James could barely afford medical treatment. After leaving Washington, he put out three more records. All three met with critical acclaim, and all three logged disappointing sales. James would have preferred commercial success: “I can’t live on air puddings,” he told Calt.

But just as James was on the brink of destitution, he began receiving royalties from his song “I’m So Glad,” covered by the British rock trio Cream on its debut album, Fresh Cream. Guitarist Eric Clapton made sure that the dying blues singer got his payments, which mostly went to pay his hospital bills. (Ironically, James’ song was itself a cover of sorts: He had transformed a tepid Tin Pan Alley tune, “I’m So Tired,” into a delirious guitar-picking tour de force.)

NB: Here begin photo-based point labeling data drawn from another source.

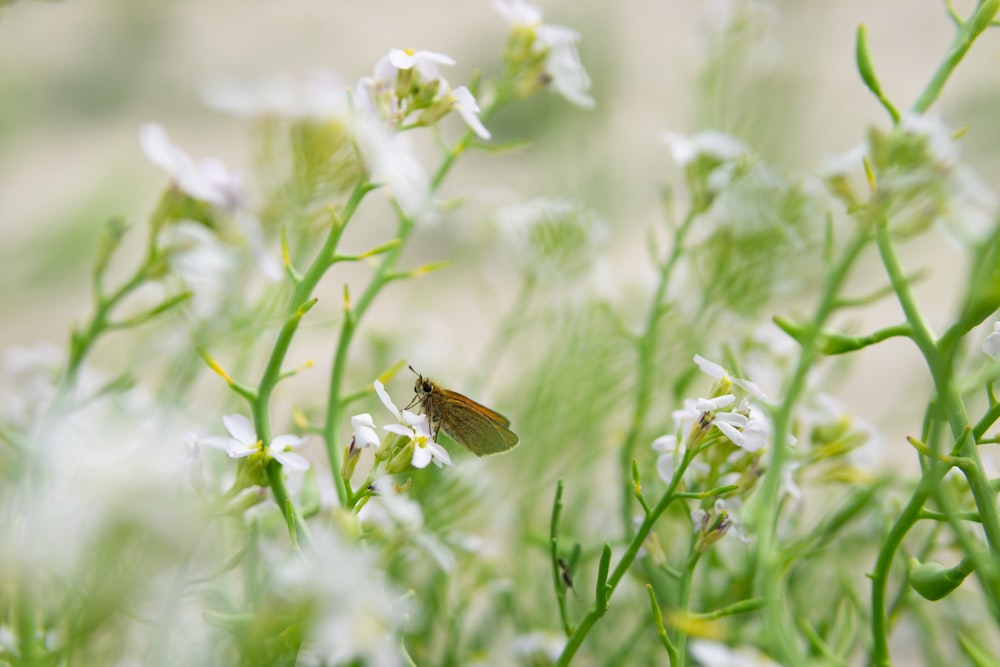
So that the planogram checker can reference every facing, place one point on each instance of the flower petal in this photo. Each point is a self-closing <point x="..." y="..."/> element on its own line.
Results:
<point x="421" y="457"/>
<point x="287" y="442"/>
<point x="290" y="460"/>
<point x="240" y="428"/>
<point x="468" y="109"/>
<point x="665" y="443"/>
<point x="383" y="396"/>
<point x="710" y="368"/>
<point x="399" y="429"/>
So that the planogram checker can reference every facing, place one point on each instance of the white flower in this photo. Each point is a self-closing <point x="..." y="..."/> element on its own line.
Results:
<point x="548" y="644"/>
<point x="466" y="106"/>
<point x="670" y="453"/>
<point x="562" y="63"/>
<point x="720" y="374"/>
<point x="712" y="144"/>
<point x="788" y="486"/>
<point x="208" y="180"/>
<point x="569" y="77"/>
<point x="203" y="263"/>
<point x="417" y="429"/>
<point x="991" y="344"/>
<point x="425" y="449"/>
<point x="425" y="62"/>
<point x="316" y="95"/>
<point x="392" y="162"/>
<point x="353" y="614"/>
<point x="941" y="145"/>
<point x="364" y="431"/>
<point x="243" y="442"/>
<point x="518" y="12"/>
<point x="716" y="654"/>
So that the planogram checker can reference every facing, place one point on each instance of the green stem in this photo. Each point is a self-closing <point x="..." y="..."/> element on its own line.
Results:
<point x="684" y="599"/>
<point x="965" y="34"/>
<point x="352" y="315"/>
<point x="82" y="344"/>
<point x="646" y="369"/>
<point x="950" y="406"/>
<point x="557" y="583"/>
<point x="625" y="562"/>
<point x="767" y="556"/>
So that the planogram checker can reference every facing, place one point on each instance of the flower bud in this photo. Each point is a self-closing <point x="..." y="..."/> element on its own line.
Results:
<point x="933" y="581"/>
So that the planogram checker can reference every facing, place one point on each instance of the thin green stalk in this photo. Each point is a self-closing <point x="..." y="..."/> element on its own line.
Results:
<point x="684" y="599"/>
<point x="965" y="34"/>
<point x="624" y="563"/>
<point x="646" y="369"/>
<point x="557" y="583"/>
<point x="768" y="559"/>
<point x="353" y="314"/>
<point x="81" y="344"/>
<point x="950" y="405"/>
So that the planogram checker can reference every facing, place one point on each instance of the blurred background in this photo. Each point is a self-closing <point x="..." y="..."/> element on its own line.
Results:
<point x="77" y="79"/>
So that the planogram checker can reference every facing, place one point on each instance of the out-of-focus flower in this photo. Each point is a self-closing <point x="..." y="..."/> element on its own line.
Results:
<point x="548" y="644"/>
<point x="207" y="180"/>
<point x="28" y="382"/>
<point x="716" y="146"/>
<point x="544" y="54"/>
<point x="392" y="162"/>
<point x="556" y="240"/>
<point x="349" y="612"/>
<point x="717" y="654"/>
<point x="991" y="344"/>
<point x="364" y="431"/>
<point x="316" y="95"/>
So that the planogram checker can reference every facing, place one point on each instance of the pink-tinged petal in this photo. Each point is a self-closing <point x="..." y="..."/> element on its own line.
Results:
<point x="518" y="12"/>
<point x="383" y="396"/>
<point x="384" y="69"/>
<point x="665" y="467"/>
<point x="215" y="442"/>
<point x="751" y="388"/>
<point x="240" y="428"/>
<point x="238" y="450"/>
<point x="287" y="442"/>
<point x="733" y="418"/>
<point x="399" y="429"/>
<point x="731" y="432"/>
<point x="991" y="345"/>
<point x="710" y="368"/>
<point x="665" y="443"/>
<point x="715" y="403"/>
<point x="157" y="147"/>
<point x="421" y="457"/>
<point x="467" y="108"/>
<point x="439" y="453"/>
<point x="290" y="460"/>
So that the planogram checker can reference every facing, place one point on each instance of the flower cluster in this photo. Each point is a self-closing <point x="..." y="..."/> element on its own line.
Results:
<point x="411" y="444"/>
<point x="243" y="442"/>
<point x="541" y="54"/>
<point x="407" y="90"/>
<point x="719" y="442"/>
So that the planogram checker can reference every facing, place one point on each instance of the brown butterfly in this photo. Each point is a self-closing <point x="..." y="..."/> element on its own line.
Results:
<point x="477" y="428"/>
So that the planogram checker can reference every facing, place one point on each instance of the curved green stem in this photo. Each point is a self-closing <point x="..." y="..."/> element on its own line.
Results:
<point x="768" y="558"/>
<point x="966" y="33"/>
<point x="646" y="369"/>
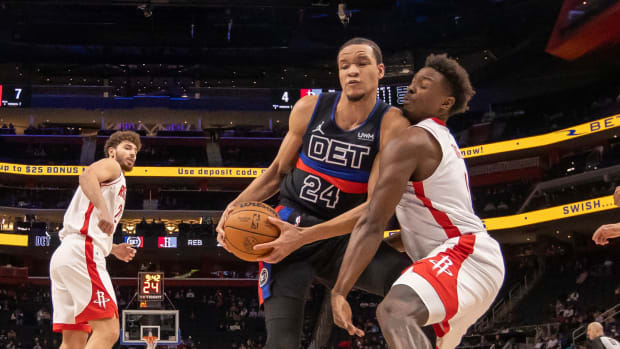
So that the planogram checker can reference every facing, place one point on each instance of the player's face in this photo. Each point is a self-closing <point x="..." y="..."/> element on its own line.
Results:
<point x="125" y="153"/>
<point x="427" y="96"/>
<point x="358" y="71"/>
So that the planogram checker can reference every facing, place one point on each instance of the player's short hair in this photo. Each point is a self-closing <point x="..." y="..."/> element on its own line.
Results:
<point x="117" y="137"/>
<point x="457" y="78"/>
<point x="363" y="41"/>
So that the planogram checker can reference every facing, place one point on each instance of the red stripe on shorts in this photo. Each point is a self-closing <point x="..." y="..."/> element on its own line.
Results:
<point x="442" y="271"/>
<point x="71" y="327"/>
<point x="89" y="212"/>
<point x="101" y="305"/>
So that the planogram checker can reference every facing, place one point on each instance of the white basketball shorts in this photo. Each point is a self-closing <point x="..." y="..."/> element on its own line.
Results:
<point x="81" y="286"/>
<point x="457" y="282"/>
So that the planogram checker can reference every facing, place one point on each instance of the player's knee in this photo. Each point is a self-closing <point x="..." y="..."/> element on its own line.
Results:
<point x="108" y="331"/>
<point x="282" y="341"/>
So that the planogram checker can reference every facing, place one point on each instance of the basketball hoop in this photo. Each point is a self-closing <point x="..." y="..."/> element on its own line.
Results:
<point x="151" y="342"/>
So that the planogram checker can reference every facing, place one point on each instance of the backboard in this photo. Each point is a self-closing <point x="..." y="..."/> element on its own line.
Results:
<point x="137" y="324"/>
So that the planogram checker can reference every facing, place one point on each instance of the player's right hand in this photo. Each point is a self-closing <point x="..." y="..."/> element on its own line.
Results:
<point x="343" y="317"/>
<point x="106" y="223"/>
<point x="220" y="225"/>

Louisa Spottswood and her whippet often visited the ailing bluesman. He married Lorenzo Meeks on his deathbed. (“I think it was really a love match after all,” says Louisa.) Meeks died in 1977, and the couple are buried under a single tombstone in Philadelphia.

One October afternoon in 1969, Spottswood had just returned from visiting James in Philadelphia. Their last meeting had been at the ’67 Folk Life Festival in Washington, when the singer’s healthy plumpness had surprised Spottswood: “I still had this vision of him as a gaunt, gray-haired guy with a little bit of a stoop and really intense glare.”

Now, though, he found himself listening to one of James’ ’60s gospel songs—one of the few spirituals James had recorded.

Haunted by a verse, Spottswood played the record again and again. Back at James’ Mississippi sick bed, when pilgrims came to pay him homage, the bluesman had envisioned “a thousand people standing by my bedside.”

But in this song, he sang of himself, humbled, on a pilgrimage of his own. This time, James pictured himself as part of the nameless, mortal multitude, among “many a thousand trying to get home.”

Spottswood later found out that James died that afternoon. “I thought, you bastard, you really touched my life once more, didn’t you?”